= Anne Balfour-Fraser =

British film producer

Anne Balfour-Fraser (10 August 1923 – 26 July 2016) was a British film producer who specialised in documentaries.

==Early life==
Born Anne Balfour in Woking, Surrey, Balfour-Fraser's grandfather was Conservative politician Gerald Balfour, eventual Earl of Balfour, and her great-uncle Conservative Prime Minister Arthur Balfour. Her grandmother Betty Balfour (Bulwer-Lytton) and great-aunt Lady Constance Bulwer-Lytton were prominent suffragists, with Lytton going to prison several times for her activism.

Balfour-Fraser grew up at her family's home, Balbirnie, near Markinch, Fife, and studied at St Leonards school, St Andrews.

==Career==
===World War II===
During the second world war, Balfour-Fraser worked in a factory laboratory analyzing aluminum to repair aircraft.
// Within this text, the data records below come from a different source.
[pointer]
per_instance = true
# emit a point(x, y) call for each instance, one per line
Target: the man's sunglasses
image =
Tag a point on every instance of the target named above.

Balfour-Fraser's mother, Ruth Balfour, had been one of the first women to study at Cambridge and had worked as a doctor during World War II.

===Music===
As a child, Balfour-Fraser learned the flute, then studied singing at the Royal Academy of Music, London, eventually performing at La Scala in Milan.

===Film===
Balfour-Fraser formed a film production company called Inca, shortened form of Independent Cine Art.

She earned Academy Award and BAFTA nominations for the films she produced.